Practitioner Track · Module 3
Data Literacy for GenAI
Understand how data flows through GenAI systems, learn to curate effective context, protect sensitive information, and verify AI outputs against source data.
- Understand how GenAI uses data differently than traditional AI
- Curate effective context for prompts and RAG systems
- Protect sensitive data when using GenAI tools
- Verify and ground AI outputs against authoritative sources
Why Data Literacy Matters for GenAI
GenAI doesn't learn from your data the way traditional AI does. When you prompt ChatGPT or Claude, you're not training a model—you're providing context for a pre-trained model to work with. This changes what "data literacy" means.

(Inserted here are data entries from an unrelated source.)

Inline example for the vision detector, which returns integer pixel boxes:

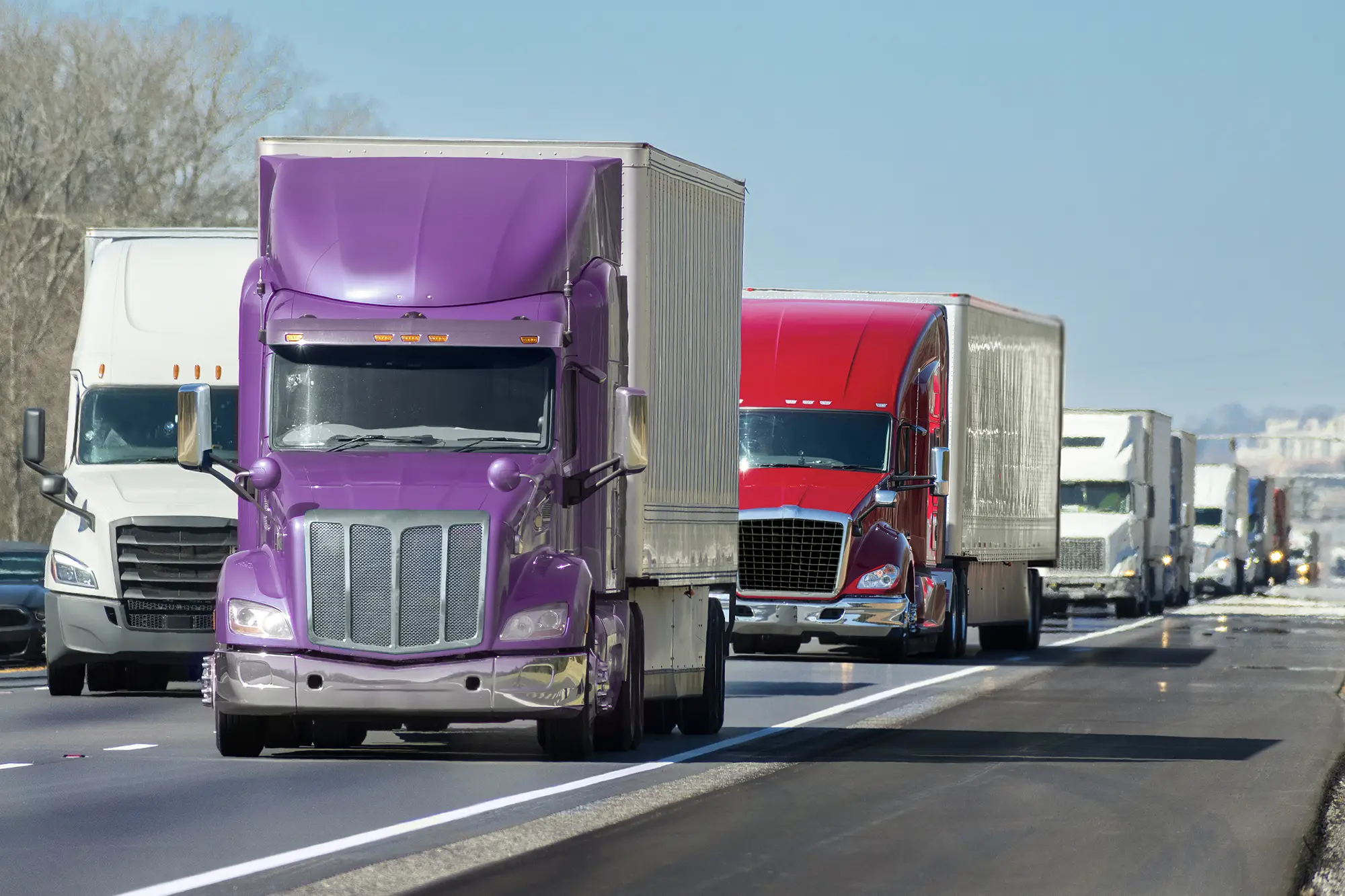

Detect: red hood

[738,467,882,514]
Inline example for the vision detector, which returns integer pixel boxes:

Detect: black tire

[89,663,121,693]
[644,700,678,735]
[542,698,596,763]
[933,573,967,659]
[312,719,369,749]
[596,603,644,752]
[732,635,761,654]
[215,709,266,759]
[757,635,803,657]
[677,592,725,735]
[47,663,85,697]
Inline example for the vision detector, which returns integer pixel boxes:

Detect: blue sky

[61,0,1345,422]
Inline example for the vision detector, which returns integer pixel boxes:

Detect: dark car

[0,541,47,662]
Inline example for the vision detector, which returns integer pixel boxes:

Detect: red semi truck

[733,289,1064,659]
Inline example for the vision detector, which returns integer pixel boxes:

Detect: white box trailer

[1192,464,1248,595]
[742,289,1065,642]
[260,137,746,700]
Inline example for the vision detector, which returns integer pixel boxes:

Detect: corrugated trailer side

[261,137,745,585]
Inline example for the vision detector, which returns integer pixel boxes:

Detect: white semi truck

[1192,464,1247,595]
[1163,430,1196,607]
[1042,410,1174,618]
[23,229,257,696]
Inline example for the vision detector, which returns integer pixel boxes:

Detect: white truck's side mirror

[929,448,950,498]
[178,383,214,470]
[612,386,650,473]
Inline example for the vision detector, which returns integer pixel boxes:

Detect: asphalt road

[0,586,1345,896]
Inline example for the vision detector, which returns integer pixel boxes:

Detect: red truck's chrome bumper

[210,650,588,721]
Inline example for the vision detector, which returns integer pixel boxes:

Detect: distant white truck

[1192,464,1247,595]
[23,229,257,696]
[1163,430,1196,607]
[1042,410,1176,618]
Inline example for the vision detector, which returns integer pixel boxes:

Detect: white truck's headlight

[51,551,98,588]
[500,604,570,641]
[229,598,295,641]
[854,564,900,591]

For GenAI practitioners, data literacy is about:
- What goes in: Curating the right context for accurate, relevant outputs
- What stays out: Protecting sensitive information from exposure
- What comes back: Verifying outputs against authoritative sources
The GenAI Data Flow
| Stage | Traditional ML | GenAI |
|---|---|---|
| Training | Your historical data trains the model | Pre-trained on public data (not yours) |
| Input | Structured features | Natural language prompts + context |
| Output | Predictions, classifications | Generated text, analysis, media |
| Learning | Model improves with more data | Model doesn't learn from your usage* |
*Note: Some enterprise agreements allow usage data for model improvement. Know your vendor's data policy.
Workplace Scenario: The Knowledge Gap
You're rolling out a GenAI assistant to help customer support agents find answers faster. The tool is connected to your knowledge base via RAG (Retrieval-Augmented Generation).
Early feedback is mixed:
- "It gave me a policy from 2019 that we don't use anymore"

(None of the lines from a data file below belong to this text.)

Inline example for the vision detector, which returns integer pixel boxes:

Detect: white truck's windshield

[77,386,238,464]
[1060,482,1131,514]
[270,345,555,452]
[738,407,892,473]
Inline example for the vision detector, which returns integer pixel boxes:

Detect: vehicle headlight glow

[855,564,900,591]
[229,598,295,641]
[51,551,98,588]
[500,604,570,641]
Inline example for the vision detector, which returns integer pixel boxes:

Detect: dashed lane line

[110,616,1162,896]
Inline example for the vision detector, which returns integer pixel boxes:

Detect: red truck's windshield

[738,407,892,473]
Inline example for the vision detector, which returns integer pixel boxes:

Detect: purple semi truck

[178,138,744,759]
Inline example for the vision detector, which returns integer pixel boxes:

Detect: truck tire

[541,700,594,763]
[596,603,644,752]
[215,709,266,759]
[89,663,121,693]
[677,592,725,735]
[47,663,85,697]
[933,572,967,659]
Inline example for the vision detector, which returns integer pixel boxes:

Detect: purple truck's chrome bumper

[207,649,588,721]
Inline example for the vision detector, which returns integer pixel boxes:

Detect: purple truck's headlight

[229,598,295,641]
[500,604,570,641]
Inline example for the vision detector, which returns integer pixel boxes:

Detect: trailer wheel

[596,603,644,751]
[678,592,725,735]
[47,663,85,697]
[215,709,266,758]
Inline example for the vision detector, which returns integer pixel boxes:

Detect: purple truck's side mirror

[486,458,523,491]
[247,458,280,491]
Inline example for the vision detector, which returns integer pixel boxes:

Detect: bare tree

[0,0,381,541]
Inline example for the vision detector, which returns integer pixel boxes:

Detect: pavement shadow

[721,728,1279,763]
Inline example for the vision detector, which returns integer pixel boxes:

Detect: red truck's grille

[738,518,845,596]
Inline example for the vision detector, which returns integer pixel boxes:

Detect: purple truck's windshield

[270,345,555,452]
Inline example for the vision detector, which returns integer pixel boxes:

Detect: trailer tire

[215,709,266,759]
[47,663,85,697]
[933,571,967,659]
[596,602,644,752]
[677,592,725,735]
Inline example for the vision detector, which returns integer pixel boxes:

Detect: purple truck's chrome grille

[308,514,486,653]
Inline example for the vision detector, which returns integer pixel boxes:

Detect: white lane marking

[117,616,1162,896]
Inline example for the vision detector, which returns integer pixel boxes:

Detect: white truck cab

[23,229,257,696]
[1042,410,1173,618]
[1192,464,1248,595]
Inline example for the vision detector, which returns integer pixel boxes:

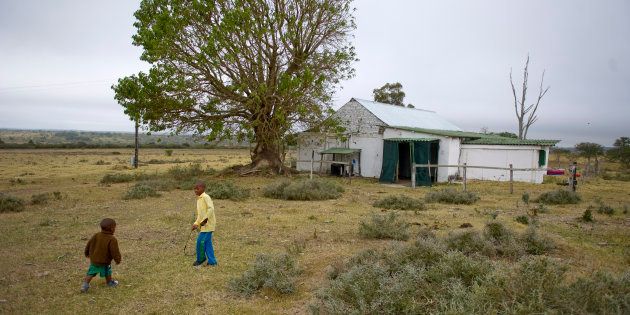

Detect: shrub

[263,179,343,200]
[167,164,207,181]
[372,195,425,210]
[521,226,556,255]
[536,189,582,205]
[206,182,249,200]
[597,204,615,215]
[31,193,50,205]
[425,188,479,205]
[0,192,24,213]
[582,207,593,222]
[515,215,529,225]
[228,253,301,296]
[359,212,409,240]
[446,231,495,257]
[101,173,135,184]
[123,184,160,200]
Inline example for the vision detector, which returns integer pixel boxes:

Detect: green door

[379,140,398,183]
[413,141,431,186]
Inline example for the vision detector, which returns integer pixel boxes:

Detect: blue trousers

[197,232,217,265]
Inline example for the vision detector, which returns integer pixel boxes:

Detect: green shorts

[87,264,112,278]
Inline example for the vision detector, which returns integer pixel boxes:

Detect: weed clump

[101,173,136,184]
[515,215,529,225]
[582,207,593,222]
[372,195,426,211]
[31,193,50,205]
[536,189,582,205]
[206,182,249,201]
[359,212,409,240]
[228,253,301,296]
[0,192,24,213]
[425,188,479,205]
[263,179,343,200]
[123,184,160,200]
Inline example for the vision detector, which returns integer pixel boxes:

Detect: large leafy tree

[112,0,356,173]
[372,82,414,108]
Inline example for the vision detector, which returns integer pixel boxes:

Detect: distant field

[0,149,630,314]
[0,129,247,148]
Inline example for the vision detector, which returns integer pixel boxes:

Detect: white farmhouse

[297,98,558,185]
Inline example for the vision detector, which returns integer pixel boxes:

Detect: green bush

[123,184,160,200]
[582,207,593,222]
[359,212,409,240]
[372,195,426,211]
[206,182,249,200]
[310,233,630,314]
[263,179,343,200]
[536,189,582,205]
[0,192,24,213]
[515,214,529,225]
[425,188,479,205]
[520,226,556,255]
[101,173,136,184]
[31,193,50,205]
[228,253,301,296]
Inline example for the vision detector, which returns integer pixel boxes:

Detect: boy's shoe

[193,260,203,267]
[81,282,90,293]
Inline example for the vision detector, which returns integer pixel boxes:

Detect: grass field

[0,149,630,314]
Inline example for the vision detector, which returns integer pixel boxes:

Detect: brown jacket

[85,231,121,266]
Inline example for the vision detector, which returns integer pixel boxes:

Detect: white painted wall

[460,144,549,183]
[379,128,460,182]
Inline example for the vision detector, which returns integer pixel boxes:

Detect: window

[538,150,547,166]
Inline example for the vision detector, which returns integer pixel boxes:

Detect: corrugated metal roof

[462,137,560,146]
[353,98,461,131]
[392,126,499,138]
[383,138,440,142]
[319,148,361,154]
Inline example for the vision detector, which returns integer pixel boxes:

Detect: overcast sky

[0,0,630,146]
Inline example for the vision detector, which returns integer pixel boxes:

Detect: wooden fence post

[463,163,466,191]
[510,164,514,195]
[411,163,416,188]
[310,150,315,179]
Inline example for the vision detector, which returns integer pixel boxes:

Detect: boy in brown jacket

[81,218,121,293]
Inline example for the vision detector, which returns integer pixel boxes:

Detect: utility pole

[133,118,139,168]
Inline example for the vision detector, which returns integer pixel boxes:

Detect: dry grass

[0,149,630,314]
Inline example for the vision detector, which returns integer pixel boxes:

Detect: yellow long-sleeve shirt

[195,192,217,232]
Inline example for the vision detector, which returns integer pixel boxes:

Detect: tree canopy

[112,0,356,173]
[372,82,414,108]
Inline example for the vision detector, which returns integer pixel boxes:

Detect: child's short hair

[101,218,116,231]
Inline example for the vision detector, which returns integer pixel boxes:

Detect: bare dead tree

[510,55,550,140]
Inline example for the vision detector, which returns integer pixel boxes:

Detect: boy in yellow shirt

[192,181,217,267]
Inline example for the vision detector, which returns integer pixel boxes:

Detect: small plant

[263,179,343,200]
[206,182,249,200]
[425,188,479,205]
[123,184,160,200]
[359,212,409,240]
[521,192,529,206]
[101,173,135,184]
[31,193,50,205]
[582,207,593,222]
[372,195,426,211]
[536,189,582,205]
[516,215,529,225]
[228,253,301,296]
[597,203,615,215]
[0,192,24,213]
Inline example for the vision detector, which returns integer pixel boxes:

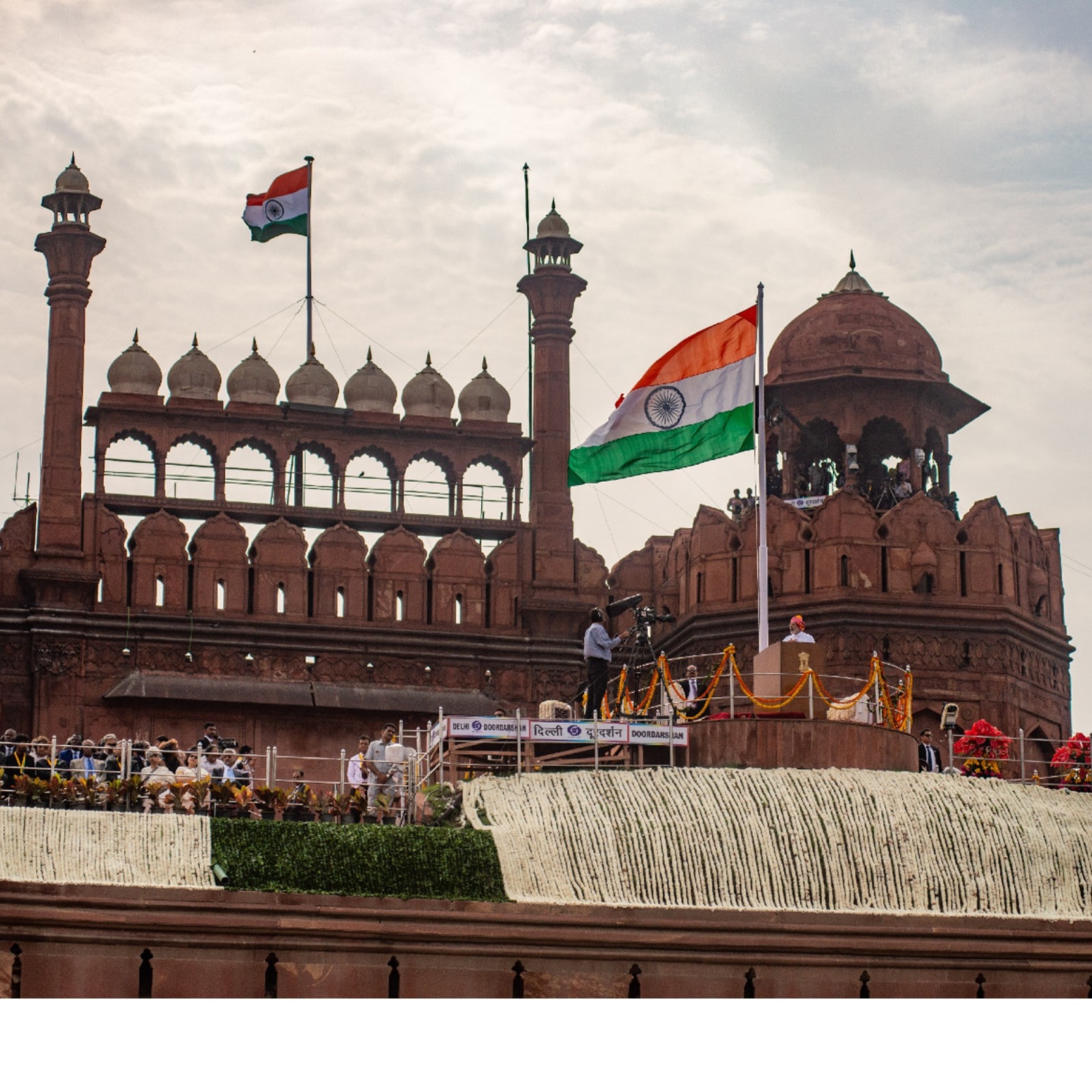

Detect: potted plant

- "It couldn't find anything about the new pricing tier"
- "It confidently told a customer something that was just wrong"
The problem isn't the AI—it's the data feeding it.

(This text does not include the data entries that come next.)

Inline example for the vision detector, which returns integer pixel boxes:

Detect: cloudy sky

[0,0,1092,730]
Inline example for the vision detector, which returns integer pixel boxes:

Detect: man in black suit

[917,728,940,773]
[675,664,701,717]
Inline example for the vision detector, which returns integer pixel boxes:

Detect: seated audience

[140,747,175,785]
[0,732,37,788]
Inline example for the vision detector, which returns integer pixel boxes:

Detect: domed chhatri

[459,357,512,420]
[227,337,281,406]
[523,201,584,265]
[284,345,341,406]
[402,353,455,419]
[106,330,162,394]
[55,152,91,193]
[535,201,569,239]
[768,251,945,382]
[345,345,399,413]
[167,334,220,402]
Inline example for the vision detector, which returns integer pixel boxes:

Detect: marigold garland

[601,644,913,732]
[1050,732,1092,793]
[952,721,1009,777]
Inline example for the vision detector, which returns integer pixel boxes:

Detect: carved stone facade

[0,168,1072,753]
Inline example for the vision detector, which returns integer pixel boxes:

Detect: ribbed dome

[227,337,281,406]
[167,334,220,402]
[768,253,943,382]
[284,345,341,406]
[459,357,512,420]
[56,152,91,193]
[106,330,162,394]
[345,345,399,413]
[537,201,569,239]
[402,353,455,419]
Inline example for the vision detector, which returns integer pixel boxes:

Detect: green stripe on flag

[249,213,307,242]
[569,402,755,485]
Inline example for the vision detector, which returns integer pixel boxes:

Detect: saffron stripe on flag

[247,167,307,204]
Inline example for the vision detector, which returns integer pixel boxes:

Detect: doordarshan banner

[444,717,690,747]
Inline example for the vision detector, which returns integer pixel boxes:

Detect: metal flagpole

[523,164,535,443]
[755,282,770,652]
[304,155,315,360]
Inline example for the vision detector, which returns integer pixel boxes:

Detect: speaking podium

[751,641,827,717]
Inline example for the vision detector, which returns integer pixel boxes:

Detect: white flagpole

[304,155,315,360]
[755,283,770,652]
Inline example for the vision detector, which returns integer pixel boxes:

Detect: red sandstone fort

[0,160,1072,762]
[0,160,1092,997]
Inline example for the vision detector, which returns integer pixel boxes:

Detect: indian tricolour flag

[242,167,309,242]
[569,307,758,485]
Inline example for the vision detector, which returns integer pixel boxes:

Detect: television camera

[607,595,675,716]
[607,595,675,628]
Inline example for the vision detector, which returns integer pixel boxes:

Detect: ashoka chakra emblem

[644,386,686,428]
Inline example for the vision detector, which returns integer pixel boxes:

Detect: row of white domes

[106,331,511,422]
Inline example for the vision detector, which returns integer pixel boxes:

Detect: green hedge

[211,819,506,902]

This scenario plays out constantly. GenAI is only as good as the context it receives.
Curating Context: What Goes In
The RAG Reality
RAG (Retrieval-Augmented Generation) connects GenAI to your organization's knowledge. When a user asks a question, the system:
- Searches your knowledge base for relevant documents
- Includes those documents as context in the prompt
- Generates an answer grounded in your content
RAG quality depends entirely on knowledge base quality.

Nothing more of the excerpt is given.